DIY SOS: Big Build will change Simon Dobbin's life
Hundreds of local tradesmen and volunteers started work on Tuesday to transform the Mildenhall home of Simon Dobbin, hoping to help deliver the care he needs after an unprovoked attack by a gang of thugs left him with permanent brain damage.
The BBC’s DIY SOS: The Big Build will spend nine days working on the refurbishment of the Dobbin’s family home in Peterhouse Close and the volunteers, led by presenter Nick Knowles and the programme’s regular team, including designer Laurence Llewelyn Bowen, are hoping their work can change the Dobbin family’s lives.
Since Simon came home from hospital, his wife Nicole has been his full-time carer helped by their daughter, sixth form student Emily.
His hospital bed was set up in the dining room of their home and he was unable to access the bathroom.
As work started on Tuesday, programme presenter Nick Knowles said: “The story is just horrific. Three lives have changed here. Nicole has changed from a wife to a carer overnight. Emily has started to change what she wants from her education and career because she doesn’t want to leave mum alone.

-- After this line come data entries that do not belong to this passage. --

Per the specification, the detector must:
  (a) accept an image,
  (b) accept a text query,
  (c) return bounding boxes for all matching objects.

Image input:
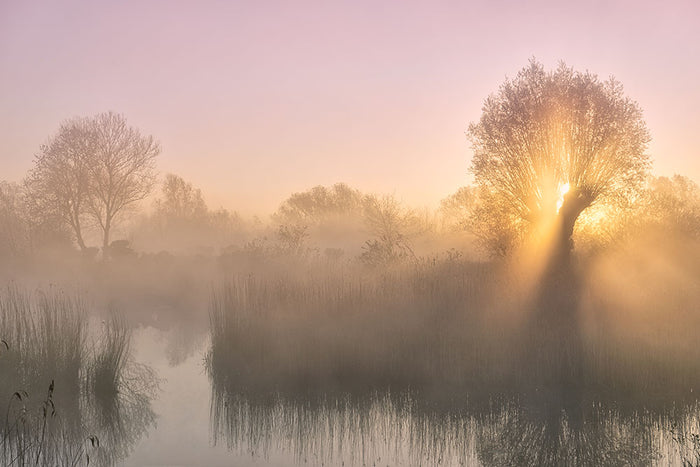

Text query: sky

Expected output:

“If we can build a house here that suits their needs and make life easier for them then it means that Emily can get on with her career and it will be easier for Nicole to look after Simon.
“The community response has been extraordinary. There were 900 more people who wanted to take part in this than we could accept. The response has been absolutely massive."
Simon’s wife, Nicole, said: “It’s amazing. I’m a bit speechless but we are so grateful. At the moment Simon is in the dining room which was curtained off. Giving him his own room will give him privacy back. The work will help give Simon some movement back in his life. After the work we hope that we will be able to enjoy evenings in the house like we did before,” said Nicole.
During the rebuild the 350-strong work force will transform the ground floor, building Simon an accessible bedroom and wet room, a physio space and wheelchair access to the ground floor and garden.
The family will not see the house now until the work is complete.
Ryan Bloor, managing director of Cambs Glass, which is helping with the project, said: “It’s something close to all of us at the company and we wanted to do anything we could to help. As soon as I saw the advert for help I said we have to do it. It’s a personal mission for us.”
The sponsors of Cambridge United’s Abbey stadium have ten staff working on the project and have cut production for two days to make sure that the large bifolding doors and windows are ready for the house.
“It’s 100 per cent worth it for this cause. We have really close ties to the football club so its a case of giving back. We want to do a good deed to help somebody who is in a horrible position.”